This problem involves analyzing the frictional force acting on a block held stationary on an inclined plane by an external force P. The key is to understand how the frictional force (f) changes as the applied force (P) is varied. Let's break it down step by step.

Step 1: Understand the Forces

The forces acting on the block parallel to the inclined plane are:

• The component of gravitational force down the plane: $mg\sin \theta$
• The applied force P (which can be positive up the plane or negative down the plane).
• The frictional force f, which opposes the tendency of motion.

Since the block is held stationary, the net force parallel to the plane is zero.

Step 2: Direction of Friction

The direction of friction depends on the value of P relative to the gravitational component.

• If P is less than $mg\sin \theta$, the block has a tendency to slide down. Hence, friction acts up the plane.
• If P is greater than $mg\sin \theta$, the block has a tendency to move up. Hence, friction acts down the plane.

Step 3: Equation for Equilibrium

For the block to be stationary, the sum of forces parallel to the plane is zero. We consider two cases based on the direction of friction:

Case 1: Friction acting up the plane (f positive)
This happens when P is relatively small. The equilibrium equation is: $P+f=mg\sin \theta$
So, $f=mg\sin \theta -P$

Here, f is static friction and can vary from 0 to its maximum value $\mu N=\mu mg\cos \theta$. This case is valid as long as $f\le \mu mg\cos \theta$ and P is between $mg(\sin \theta -\mu \cos \theta )$ and $mg\sin \theta$.

Case 2: Friction acting down the plane (f negative)
This happens when P is relatively large. The equilibrium equation is: $P=mg\sin \theta +f$
So, $f=P-mg\sin \theta$

Here, f is negative (since it acts down the plane) and its magnitude can vary from 0 to $\mu mg\cos \theta$. This case is valid for P between $mg\sin \theta$ and $mg(\sin \theta +\mu \cos \theta )$.

Step 4: Analyze the f vs P graph

From the equations:

• For $P\le mg\sin \theta$: $f=mg\sin \theta -P$. This is a straight line with slope -1 and intercept $mg\sin \theta$ on the f-axis.
• For $P\ge mg\sin \theta$: $f=P-mg\sin \theta$. This is a straight line with slope +1 and intercept $-mg\sin \theta$ on the f-axis.

However, the friction has a limit: $\left|f\right|\le \mu mg\cos \theta$. So the graph is V-shaped but with the tips cut off at the maximum friction values.
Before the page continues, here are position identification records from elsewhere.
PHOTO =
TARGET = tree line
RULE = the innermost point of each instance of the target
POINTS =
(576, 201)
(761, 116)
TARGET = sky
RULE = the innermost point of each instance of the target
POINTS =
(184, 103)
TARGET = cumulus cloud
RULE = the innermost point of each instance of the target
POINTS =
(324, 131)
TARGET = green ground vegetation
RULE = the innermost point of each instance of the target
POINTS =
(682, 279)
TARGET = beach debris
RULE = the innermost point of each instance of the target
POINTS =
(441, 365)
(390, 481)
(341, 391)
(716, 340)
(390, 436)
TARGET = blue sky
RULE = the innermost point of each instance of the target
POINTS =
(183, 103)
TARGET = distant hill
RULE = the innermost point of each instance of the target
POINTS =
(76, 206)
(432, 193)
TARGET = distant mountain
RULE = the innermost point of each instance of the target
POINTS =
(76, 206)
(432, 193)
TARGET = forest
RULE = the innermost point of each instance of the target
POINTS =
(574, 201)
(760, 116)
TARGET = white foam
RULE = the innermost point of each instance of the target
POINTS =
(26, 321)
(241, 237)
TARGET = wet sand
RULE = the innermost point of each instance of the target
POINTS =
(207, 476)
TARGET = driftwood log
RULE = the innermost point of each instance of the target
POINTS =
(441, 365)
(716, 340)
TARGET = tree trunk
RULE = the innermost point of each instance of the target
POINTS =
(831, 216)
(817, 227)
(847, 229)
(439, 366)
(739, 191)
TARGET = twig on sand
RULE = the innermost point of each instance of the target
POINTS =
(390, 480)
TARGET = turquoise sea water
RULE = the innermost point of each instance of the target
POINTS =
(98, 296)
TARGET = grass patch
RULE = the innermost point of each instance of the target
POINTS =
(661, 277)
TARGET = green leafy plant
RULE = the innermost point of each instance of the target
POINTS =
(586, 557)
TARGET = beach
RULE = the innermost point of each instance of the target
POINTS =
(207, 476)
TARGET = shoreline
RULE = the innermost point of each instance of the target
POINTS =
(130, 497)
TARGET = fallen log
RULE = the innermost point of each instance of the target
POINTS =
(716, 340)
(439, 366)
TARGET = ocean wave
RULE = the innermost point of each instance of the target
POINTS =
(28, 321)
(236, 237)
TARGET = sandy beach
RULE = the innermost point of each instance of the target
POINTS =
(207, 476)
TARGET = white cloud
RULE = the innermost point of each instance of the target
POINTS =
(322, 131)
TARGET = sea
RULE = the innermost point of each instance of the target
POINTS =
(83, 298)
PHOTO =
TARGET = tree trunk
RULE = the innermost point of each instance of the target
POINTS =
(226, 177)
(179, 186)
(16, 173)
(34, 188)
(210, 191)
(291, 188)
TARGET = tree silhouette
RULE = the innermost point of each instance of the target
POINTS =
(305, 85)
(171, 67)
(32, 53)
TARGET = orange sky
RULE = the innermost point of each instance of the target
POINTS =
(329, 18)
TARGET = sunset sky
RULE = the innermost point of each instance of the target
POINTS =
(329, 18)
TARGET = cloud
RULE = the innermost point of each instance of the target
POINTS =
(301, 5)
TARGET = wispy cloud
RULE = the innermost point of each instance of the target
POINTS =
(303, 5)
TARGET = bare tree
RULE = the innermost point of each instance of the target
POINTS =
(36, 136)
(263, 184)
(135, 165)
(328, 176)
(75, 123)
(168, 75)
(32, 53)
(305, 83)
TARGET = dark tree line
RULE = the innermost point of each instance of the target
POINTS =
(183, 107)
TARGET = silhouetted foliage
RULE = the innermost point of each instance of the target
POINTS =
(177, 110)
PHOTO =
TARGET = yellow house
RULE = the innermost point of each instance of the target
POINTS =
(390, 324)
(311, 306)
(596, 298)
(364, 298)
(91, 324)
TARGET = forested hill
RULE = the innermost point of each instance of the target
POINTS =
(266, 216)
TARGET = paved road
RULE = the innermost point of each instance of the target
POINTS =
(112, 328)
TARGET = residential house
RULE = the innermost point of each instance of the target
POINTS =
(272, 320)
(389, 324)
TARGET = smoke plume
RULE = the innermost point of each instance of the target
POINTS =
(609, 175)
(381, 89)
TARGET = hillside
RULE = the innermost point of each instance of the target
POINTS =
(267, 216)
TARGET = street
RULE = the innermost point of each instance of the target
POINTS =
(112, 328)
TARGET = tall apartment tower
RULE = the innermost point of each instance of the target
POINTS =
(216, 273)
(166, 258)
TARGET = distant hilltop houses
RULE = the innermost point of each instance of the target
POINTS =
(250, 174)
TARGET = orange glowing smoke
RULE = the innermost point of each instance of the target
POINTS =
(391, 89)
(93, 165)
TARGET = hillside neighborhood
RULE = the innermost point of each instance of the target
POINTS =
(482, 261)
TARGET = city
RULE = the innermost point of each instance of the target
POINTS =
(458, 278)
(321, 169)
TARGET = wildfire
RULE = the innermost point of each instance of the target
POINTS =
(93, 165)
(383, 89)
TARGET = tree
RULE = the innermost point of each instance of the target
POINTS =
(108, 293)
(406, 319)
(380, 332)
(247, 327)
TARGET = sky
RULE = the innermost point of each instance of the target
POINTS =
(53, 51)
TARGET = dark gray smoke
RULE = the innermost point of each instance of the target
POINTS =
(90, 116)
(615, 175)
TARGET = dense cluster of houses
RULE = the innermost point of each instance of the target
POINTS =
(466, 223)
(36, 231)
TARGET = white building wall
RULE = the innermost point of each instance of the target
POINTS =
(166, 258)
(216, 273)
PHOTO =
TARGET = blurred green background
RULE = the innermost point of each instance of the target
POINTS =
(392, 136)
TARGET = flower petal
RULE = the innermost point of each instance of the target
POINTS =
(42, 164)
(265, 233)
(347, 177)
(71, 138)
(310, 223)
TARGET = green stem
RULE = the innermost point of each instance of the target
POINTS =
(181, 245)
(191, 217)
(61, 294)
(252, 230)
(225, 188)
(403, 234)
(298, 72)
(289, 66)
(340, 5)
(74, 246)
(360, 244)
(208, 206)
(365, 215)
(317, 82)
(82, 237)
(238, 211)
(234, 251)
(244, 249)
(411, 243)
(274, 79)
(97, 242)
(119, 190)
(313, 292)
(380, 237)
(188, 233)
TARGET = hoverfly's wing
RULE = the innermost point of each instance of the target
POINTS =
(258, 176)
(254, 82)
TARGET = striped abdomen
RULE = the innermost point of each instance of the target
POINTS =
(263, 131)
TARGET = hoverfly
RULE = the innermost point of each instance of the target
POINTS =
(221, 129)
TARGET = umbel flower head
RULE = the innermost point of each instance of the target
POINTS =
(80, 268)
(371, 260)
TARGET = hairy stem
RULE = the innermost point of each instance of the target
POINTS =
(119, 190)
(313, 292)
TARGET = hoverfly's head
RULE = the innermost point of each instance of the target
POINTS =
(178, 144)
The minimum P for which the block can be held stationary is $P1=mg(\sin \theta -\mu \cos \theta )$ (friction at its maximum up the plane) and the maximum P is $P2=mg(\sin \theta +\mu \cos \theta )$ (friction at its maximum down the plane). At $P=mg\sin \theta$, the friction is zero.

Final Answer: The f vs P graph is a V-shaped graph with its vertex at (P = mg sinθ, f = 0). The arms of the V have slopes of -1 and +1, but they are truncated at f = ±μmg cosθ. Therefore, the correct graph is the one that looks like an inverted 'V' with horizontal lines at the top and bottom, representing the maximum static friction limits.

Related Topics and Formulae

Friction on an Inclined Plane: The maximum static friction force is given by $f\max =\mu N=\mu mg\cos \theta$, where N is the normal force.

Equilibrium Condition: For an object to be stationary, the net force in any direction must be zero. Here, we resolved forces parallel to the inclined plane.

Graph Interpretation: The f vs P graph is piecewise linear with slopes determined by the equilibrium equations, and it is bounded by the maximum friction value.